At the next stop, my heart nearly stopped.
A woman boarded the bus, moving with such casual confidence that at first, I thought I was hallucinating. She wore nothing but a pair of strappy sandals and a transparent backpack slung over one shoulder, its contents on full display: a wallet, a phone, a dog-eared paperback. Her skin was bare, unapologetic, glowing under the fluorescent bus lights. No one gasped. No one stared—except me.
I forced my gaze away, cheeks burning, fingers tightening around my briefcase. Out of the corner of my eye, I watched as she settled into the seat across from me, crossing one leg over the other as if she were wearing jeans instead of just ... herself. She pulled out a romance novel—something with a shirtless pirate on the cover—and began reading, utterly at ease.
Around us, the other passengers scrolled through their phones, chatted quietly, or gazed out the window. No one reacted. No one cared.
I cared. My pulse hammered in my throat. My entire life, I’d been told what was acceptable to see, to think, to be. Don’t stare. Don’t question. Don’t step out of line. Yet here was this woman, existing as freely as if she were in a sweatshirt and yoga pants.
By the time I reached my stop, I’d transferred buses twice, each one filled with people dressed in what my brain had been conditioned to call normal. Button-ups. Skirts. Jackets. Layers upon layers of fabric, of rules.
As I stepped onto the sidewalk, the world cracked open.
The woman from the bus walked ahead of me, her bare shoulders golden under the afternoon sun. She moved without hesitation, her stride long and unhurried, as if the city itself belonged to her. I trailed behind, my mind spinning—not just about her, but about the interview I’d just left.
Had I been too stiff? Too guarded? Would they even want someone like me—someone who blushed at the thought of her own body, let alone displaying it in front of strangers?
By the time I reached my apartment, my hands shook so badly that I dropped my keys twice. I closed the door behind me and let out a breath I hadn’t realized I was holding.
The mail in my hand felt heavier than it should—junk fliers, a credit card, and the thick, official envelope from the unemployment office.
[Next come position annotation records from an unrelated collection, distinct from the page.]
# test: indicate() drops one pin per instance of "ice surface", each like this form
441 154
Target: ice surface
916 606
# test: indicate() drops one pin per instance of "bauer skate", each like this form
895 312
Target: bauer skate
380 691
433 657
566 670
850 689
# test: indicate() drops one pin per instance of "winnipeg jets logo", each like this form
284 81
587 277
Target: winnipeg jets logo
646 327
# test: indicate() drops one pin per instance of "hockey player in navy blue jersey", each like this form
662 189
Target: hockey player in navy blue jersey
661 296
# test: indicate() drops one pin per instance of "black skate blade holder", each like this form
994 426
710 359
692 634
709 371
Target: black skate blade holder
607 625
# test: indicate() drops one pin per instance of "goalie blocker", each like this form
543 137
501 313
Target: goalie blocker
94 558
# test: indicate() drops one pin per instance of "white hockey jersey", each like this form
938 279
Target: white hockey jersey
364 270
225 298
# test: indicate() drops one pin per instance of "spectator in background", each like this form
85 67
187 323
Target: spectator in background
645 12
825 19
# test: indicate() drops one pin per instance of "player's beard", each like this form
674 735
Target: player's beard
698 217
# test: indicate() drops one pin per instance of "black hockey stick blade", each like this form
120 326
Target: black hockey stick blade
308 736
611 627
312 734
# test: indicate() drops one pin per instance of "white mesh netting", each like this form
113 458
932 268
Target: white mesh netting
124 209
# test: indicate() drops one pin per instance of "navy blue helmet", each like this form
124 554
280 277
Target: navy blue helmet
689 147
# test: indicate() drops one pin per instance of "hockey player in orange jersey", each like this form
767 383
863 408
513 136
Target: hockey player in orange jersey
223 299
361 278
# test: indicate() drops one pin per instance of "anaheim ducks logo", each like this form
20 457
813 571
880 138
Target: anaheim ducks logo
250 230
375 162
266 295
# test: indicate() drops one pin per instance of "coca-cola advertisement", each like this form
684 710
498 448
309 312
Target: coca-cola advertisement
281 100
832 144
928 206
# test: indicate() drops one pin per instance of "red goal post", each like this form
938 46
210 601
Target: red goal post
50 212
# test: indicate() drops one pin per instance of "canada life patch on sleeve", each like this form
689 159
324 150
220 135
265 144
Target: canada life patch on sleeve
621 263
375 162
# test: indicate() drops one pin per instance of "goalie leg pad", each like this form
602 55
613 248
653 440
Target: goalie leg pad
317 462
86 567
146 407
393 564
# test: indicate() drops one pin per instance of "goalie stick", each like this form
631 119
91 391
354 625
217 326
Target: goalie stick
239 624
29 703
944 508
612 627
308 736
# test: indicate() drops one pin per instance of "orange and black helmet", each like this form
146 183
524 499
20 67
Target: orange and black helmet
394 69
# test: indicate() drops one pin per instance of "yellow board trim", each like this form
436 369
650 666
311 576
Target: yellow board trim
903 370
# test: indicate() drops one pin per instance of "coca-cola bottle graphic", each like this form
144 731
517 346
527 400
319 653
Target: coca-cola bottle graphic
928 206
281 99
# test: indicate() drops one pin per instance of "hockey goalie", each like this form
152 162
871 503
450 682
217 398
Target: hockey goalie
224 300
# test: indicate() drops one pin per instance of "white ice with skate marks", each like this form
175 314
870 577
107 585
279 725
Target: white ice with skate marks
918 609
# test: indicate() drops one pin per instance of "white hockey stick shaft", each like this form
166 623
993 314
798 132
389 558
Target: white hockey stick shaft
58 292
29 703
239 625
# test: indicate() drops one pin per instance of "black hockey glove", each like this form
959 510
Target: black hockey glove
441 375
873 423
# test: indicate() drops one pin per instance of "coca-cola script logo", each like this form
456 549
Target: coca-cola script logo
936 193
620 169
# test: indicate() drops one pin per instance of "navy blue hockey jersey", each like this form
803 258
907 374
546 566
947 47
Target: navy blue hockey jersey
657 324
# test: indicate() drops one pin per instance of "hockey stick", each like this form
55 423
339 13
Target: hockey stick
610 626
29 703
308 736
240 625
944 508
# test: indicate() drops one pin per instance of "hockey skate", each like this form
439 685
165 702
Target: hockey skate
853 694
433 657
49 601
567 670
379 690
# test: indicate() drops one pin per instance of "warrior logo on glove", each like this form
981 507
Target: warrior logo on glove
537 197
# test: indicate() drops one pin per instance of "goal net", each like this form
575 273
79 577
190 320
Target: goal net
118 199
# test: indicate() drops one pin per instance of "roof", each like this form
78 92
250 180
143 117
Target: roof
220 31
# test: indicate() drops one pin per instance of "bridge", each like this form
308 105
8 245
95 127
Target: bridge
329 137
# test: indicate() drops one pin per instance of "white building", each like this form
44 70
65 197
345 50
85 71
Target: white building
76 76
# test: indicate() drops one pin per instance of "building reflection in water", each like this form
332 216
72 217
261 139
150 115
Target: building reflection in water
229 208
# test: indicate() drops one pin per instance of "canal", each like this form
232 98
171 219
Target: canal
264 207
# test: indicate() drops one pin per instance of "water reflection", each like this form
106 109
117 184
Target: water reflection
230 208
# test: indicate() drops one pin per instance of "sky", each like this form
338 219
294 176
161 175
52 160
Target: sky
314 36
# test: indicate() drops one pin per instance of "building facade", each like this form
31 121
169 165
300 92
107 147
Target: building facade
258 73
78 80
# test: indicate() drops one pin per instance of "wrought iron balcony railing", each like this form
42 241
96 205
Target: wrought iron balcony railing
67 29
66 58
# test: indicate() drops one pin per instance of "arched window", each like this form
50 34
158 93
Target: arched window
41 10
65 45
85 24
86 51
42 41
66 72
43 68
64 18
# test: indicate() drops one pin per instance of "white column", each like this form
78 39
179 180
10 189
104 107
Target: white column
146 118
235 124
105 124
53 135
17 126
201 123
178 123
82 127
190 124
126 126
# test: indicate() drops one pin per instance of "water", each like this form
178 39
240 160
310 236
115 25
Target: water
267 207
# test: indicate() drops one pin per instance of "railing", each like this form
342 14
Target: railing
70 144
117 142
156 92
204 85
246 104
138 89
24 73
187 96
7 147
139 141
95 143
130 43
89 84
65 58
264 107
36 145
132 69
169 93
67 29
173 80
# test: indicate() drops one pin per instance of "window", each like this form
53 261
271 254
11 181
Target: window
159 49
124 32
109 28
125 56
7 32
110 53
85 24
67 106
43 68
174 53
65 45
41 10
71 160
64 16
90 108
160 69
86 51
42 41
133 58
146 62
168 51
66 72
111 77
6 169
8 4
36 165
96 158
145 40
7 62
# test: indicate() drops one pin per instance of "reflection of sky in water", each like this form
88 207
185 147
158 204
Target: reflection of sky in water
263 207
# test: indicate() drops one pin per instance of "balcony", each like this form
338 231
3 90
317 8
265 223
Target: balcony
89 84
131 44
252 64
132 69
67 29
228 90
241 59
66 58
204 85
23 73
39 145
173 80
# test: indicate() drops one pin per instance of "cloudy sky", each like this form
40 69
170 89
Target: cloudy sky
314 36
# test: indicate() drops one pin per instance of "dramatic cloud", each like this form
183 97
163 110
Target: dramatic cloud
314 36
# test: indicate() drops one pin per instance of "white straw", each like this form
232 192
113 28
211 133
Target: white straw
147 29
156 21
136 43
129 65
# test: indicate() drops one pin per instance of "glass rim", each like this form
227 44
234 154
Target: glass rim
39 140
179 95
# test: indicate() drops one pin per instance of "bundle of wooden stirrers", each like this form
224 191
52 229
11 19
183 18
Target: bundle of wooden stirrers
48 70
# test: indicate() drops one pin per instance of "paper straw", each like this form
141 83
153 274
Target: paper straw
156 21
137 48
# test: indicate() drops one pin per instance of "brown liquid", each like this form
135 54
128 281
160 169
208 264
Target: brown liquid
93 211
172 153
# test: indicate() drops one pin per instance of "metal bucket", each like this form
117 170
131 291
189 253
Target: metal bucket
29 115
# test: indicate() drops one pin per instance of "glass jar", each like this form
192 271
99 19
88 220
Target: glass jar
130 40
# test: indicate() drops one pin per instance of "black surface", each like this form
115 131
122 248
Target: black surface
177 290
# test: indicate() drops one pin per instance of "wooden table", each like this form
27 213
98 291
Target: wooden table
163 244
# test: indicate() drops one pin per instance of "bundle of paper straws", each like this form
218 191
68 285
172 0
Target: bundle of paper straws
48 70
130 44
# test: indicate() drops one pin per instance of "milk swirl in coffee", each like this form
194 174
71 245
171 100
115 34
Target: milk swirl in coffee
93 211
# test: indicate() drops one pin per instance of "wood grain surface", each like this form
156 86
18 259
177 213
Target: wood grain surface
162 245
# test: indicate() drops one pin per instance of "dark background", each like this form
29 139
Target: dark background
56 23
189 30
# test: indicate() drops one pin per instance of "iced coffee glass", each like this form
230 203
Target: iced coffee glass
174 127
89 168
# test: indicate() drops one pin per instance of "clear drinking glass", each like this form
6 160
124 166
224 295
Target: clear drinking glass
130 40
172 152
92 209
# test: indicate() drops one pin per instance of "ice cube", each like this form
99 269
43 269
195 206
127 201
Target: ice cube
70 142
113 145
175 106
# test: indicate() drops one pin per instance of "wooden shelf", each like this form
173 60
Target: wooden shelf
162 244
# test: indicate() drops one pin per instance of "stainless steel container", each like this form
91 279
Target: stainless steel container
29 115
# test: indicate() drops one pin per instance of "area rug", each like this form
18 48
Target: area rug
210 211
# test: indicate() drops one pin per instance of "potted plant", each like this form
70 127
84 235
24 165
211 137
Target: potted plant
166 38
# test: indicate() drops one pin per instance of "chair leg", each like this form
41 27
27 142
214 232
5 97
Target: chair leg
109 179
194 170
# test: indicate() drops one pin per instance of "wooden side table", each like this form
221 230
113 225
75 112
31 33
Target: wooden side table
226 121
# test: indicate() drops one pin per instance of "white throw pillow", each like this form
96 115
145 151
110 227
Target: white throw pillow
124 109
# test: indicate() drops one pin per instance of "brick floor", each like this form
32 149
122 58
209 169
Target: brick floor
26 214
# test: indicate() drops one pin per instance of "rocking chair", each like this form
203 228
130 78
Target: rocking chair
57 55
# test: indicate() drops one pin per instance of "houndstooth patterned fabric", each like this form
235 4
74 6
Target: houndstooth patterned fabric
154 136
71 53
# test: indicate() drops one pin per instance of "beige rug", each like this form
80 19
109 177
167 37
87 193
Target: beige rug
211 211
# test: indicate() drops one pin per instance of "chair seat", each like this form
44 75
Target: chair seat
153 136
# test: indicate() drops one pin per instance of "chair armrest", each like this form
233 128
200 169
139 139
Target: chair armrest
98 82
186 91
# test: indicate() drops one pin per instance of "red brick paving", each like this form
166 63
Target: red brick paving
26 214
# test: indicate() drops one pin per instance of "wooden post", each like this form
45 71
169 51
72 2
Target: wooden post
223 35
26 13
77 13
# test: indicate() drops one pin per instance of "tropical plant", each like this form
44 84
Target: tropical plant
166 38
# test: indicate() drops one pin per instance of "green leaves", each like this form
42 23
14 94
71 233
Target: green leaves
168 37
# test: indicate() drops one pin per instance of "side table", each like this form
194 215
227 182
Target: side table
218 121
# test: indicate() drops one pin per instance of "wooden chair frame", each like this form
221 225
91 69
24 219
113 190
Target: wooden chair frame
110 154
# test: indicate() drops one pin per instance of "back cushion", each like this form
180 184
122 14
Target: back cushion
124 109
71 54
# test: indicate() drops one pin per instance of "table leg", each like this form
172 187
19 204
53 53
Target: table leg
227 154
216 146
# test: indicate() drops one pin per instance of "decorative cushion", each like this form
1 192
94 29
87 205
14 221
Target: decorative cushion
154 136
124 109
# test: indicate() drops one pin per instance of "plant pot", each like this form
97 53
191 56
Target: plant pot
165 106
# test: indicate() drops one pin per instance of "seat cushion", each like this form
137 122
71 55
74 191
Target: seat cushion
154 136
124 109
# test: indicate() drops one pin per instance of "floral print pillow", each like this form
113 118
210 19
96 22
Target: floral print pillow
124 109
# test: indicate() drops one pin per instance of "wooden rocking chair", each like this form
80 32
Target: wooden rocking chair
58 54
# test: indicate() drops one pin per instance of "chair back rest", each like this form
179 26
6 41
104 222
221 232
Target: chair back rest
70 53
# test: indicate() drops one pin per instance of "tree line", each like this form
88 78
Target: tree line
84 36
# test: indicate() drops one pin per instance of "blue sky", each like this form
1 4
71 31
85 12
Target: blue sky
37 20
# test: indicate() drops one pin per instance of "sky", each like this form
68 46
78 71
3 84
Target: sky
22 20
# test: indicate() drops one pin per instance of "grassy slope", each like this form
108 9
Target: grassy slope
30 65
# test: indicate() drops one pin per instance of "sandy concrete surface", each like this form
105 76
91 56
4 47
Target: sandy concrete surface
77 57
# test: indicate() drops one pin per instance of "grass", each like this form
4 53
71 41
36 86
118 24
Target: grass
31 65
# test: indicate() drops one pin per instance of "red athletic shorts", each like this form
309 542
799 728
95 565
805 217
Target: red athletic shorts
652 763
I tore it open right there in the hallway, my fingers shaking. Claim approved. Relief should have flooded me; instead, my throat tightened.
This wasn’t just about money anymore. It was about the interview.
I clawed at the collar of my blouse like it was suffocating me. The scar on my inner thigh—usually hidden under layers—burned beneath the fabric, a phantom reminder of all the things I’d been taught to keep concealed.